7. Self-confessed ‘coffee snobs’ say no to Starbucks
Although Starbucks was born in Seattle and rose to prominence at Pike Place Market, many locals no longer see – or rather taste – the appeal. A true Pacific Northwesterner must be seen with a latte from local vendors such as Stumptown, Peet’s, and Boyd’s. But with so many local baristas all offering equally delicious brews, the options are endless. After all, are you even in the Pacific Northwest if you don’t start your day with a fair-trade cup of coffee?
8. Too many great festivals
If the biggest struggle of the summer is fitting in all the amazing festivals, chances are you are in the Pacific Northwest. From Taste Washington to the Fremont Solstice Parade to Bumbershoot, the summertime is full of dancing and dining celebrations. Or, if it's the winter wonderland experience you crave, head to Leavenworth, Washington, for a magical Christmas experience in a Bavarian-style village. Or visit Pike Place Market where the festival vibe is always alive with the many street performers.

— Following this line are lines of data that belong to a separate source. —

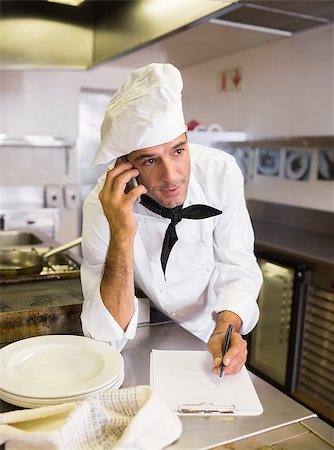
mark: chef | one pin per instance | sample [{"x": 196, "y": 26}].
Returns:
[{"x": 170, "y": 218}]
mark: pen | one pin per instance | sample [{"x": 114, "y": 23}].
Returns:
[{"x": 225, "y": 346}]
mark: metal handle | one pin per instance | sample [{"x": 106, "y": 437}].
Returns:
[{"x": 62, "y": 248}]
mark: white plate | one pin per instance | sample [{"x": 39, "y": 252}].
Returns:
[
  {"x": 27, "y": 402},
  {"x": 9, "y": 396},
  {"x": 297, "y": 165},
  {"x": 57, "y": 366}
]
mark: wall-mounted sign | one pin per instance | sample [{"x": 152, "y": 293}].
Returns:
[
  {"x": 326, "y": 165},
  {"x": 231, "y": 79}
]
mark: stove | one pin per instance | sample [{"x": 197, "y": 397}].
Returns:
[{"x": 58, "y": 267}]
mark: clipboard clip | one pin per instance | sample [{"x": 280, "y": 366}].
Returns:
[{"x": 206, "y": 408}]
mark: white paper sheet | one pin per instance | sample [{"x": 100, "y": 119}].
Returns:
[{"x": 184, "y": 378}]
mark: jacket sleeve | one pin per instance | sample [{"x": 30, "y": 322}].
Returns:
[
  {"x": 240, "y": 278},
  {"x": 97, "y": 322}
]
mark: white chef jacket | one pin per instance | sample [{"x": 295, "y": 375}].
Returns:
[{"x": 211, "y": 267}]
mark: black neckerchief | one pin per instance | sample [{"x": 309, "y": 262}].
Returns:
[{"x": 176, "y": 215}]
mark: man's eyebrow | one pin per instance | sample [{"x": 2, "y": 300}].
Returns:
[
  {"x": 152, "y": 155},
  {"x": 179, "y": 144}
]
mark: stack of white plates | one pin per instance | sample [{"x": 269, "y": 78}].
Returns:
[{"x": 47, "y": 370}]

9. Buying local is a way of life
From craft wine, beer, spirits and coffee, to freshly caught seafood and just-picked fruit off the vine or tree, Washington has a bounty of food and drinks that showcase the flavours of the state.
With the surrounding waters of the Pacific Ocean, rivers, lakes, and bays, Washington menus brim with fresh oysters, Dungeness crab, salmon, halibut, mussels and geoduck, a saltwater clam native to the Pacific Northwest. Pair this freshness of seafood with the farm-to-fork movement and visitors can enjoy many restaurants run by chefs who love sourcing local ingredients. No surprise really, considering Washington’s crops include acres of apples, pears, cherries, berries, rhubarb and lentils, as well as abundant hops and over 1,000 vineyards!
10. You can visit the ‘Centre of the Universe’
The bohemian Seattle neighbourhood of Fremont is the self-proclaimed Centre of the Universe. Considered so since 1991 when local “scientists” discussed that there was no official centre of the universe and so determined it to be at the intersection of N Fremont Avenue and 35th Street N. A guidepost has been put up on this spot directing people to other places around the globe.
The Fremont Troll and Freemont Rocket sculptures are famous landmarks here, and the latter joins other space-themed public art, including the Space Building and Saturn Installation.